Pfizer CEO Albert Bourla speaks during a ceremony in Thessaloniki, Greece, on October 12, 2021. (AP Photo/Giannis Papanikos, File)

Pfizer boss Albert Bourla said Monday that although the “most likely scenario” is that coronavirus will be circulating for many years to come, he believes the current wave of infections will be the final one that requires restrictions.

Bourla gave an interview with French outlet BFM TV to mark the announcement of an investment package by the pharma firm in France.

Bourla also touted the effectiveness and safety of the vaccines, saying that he believed people will continue to require booster shots.

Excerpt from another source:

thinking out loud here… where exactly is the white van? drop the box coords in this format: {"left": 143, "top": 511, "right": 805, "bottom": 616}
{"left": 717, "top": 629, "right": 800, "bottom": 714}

“It’s important that people receive the three-dose regimen of Pfizer’s coronavirus vaccine, and will likely then require annual boosters although the immunocompromised could require them every four months,” Bourla said. “Children must be vaccinated in order to protect them. Its effectiveness in children is very, very, very good.”

Bourla also said that the company’s anti-COVID pill, Paxlovid, “changes everything,” as a new way to fight serious illness. Pfizer said in December that its Paxlovid pill reduced hospitalizations and deaths in vulnerable people by almost 90 percent.

In the interview, Bourla said the company was making a plan that would involve a 520 million euro ($593.7 million) investment in France over the next five years, which would include a partnership with French company Novasep to develop an anti-COVID pill treatment.

People wearing face mask at a farmers market in Saint Jean de Luz, southwestern France, Jan. 14, 2022 (AP Photo/Bob Edme)

France, like many other countries, is facing record numbers of infections driven by the highly contagious Omicron variant.

France’s parliament approved a law on Sunday that will exclude unvaccinated people from all restaurants, sports arenas and other venues, the central measure of government efforts to protect hospitals amid the wave.

The government of French President Emmanuel Macron is hoping the step will be enough to limit the number of patients filling up strained hospitals nationwide without resorting to a new lockdown.

More than 76% of French ICU beds are occupied by virus patients, most of them unvaccinated, and some 200 people with the virus are dying every day. Like many countries, France is in the grip of the Omicron variant, recording more than 2,800 positive cases per 100,000 people over the past week.

Agencies contributed to this report.